I champion the work of many of my friends in the crossword world, such as Sarah Hayes, Christopher Brougham KC, James Brydon and the Hex quartet, and others too whose puzzles are regularly reviewed here in Fifteen Squared. Each chapter rounds off with some of my puzzles which have been published in each of the ten periodicals since 1962.

ALL SQUARED is available only from me direct at:
puzzler <at> btinternet <dot> com and it costs £12.99 plus £5 P&P.

Tom Johnson (aka Doc, Gozo, Maskarade) Nantwich 200925

7 comments on “ALL SQUARED crossword book”

  1. This is a bit of a long shot, but if anyone reads this who has a means of communicating with Tom Johnson that _isn’t_ his usual email address: I just received an email from him that reads _very much_ as if his email has been compromised and Someone Who Is Not Him has both a copy of his address book and the ability to send and receive email at his address. He might like to know that.

    (But for obvious reasons sending him email at that address is unlikely to help.)

    Alternatively, if Tom Johnson has actually been sending emails to people whose only prior interaction has been buying his book, with subject “Catching Up!” and a question about “do you ever place orders with Amazon?”, with all the lowercase “L”s replaced with capital “I”s, then all is well and I’m wasting everyone’s time :-). But that seems improbable.

  2. I concur with g. Definitely a scam email, so his account has been hacked.
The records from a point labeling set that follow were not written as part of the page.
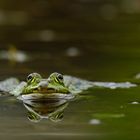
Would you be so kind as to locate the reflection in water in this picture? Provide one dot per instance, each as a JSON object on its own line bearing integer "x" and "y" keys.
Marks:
{"x": 47, "y": 109}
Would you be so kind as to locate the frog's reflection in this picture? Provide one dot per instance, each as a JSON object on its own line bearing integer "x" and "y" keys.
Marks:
{"x": 48, "y": 109}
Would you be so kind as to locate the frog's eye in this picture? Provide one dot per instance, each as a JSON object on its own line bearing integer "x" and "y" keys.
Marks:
{"x": 60, "y": 77}
{"x": 29, "y": 77}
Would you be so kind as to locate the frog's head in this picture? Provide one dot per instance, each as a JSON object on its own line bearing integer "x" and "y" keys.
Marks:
{"x": 33, "y": 79}
{"x": 56, "y": 83}
{"x": 35, "y": 83}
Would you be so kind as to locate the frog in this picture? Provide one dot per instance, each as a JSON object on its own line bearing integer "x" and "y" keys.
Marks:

I only came on here to see if anyone has a secure way to let him know.
    And, before all this I ordered the book, it’s arrived, excellent value, would recommend.

  3. I sent a report to BT’s bad-things-reporting address and (of course) got no response at all.

    Agreed that the book is excellent value. A bit more info in case anyone reading this is still on the fence:

    The description here suggests “autobiography with some crosswords interspersed” but it’s more “crosswords with some autobiography interspersed.” (Which I personally am absolutely fine with.) The crosswords are generally of high quality. Strict Ximeneans may sometimes be a little annoyed. A fair range of difficulties, few super-easy and none super-difficult. The great majority are regular or thematic cryptics; there are a few exceptions (definition-only, anagrams-only, a few puzzles that aren’t even crosswords).

    I had a few concerns about how the binding would cope with having the book opened enough to write in solutions. (The gutters aren’t very wide.) My copy survived entirely unharmed, but I was fairly careful with it.

    My copy also had some weird printing defects on the later pages, but they didn’t e.g. make anything unreadable.

    There are a number of minor errata, which I list here in case anyone finds them useful:

    p24, puzzle 9, preamble: 1982 was not a leap year; should probably be 1980.
    p32, puzzle 13, 12a: enumeration should be (4,5) not (5,4).
    p34, puzzle 14, clue printed as 15a should say 17a; clue for 15a is missing.
    p62, puzzle 24, clue 22d: I think the first word should be “One” rather than “He”.
    p106, puzzle 43, clue 21d: should have “these decorations” for “those decorations”.
    p114, puzzle 47, clue 43a: enumeration should be (5) not (4).
    p118, puzzle 49, clue 13d: “fennel” should be “funnel”.
    p174, puzzle 72, clue 27a: “loves” should be “love”.
    p212, puzzle 90: clue for 5d is omitted; could be e.g. “Did well to cycle past road that caused pain in crash (9)”.

    I would expect anyone interested enough in crosswords to be reading this and not absolutely impoverished to find the book much more valuable to them than its cost; highly recommended.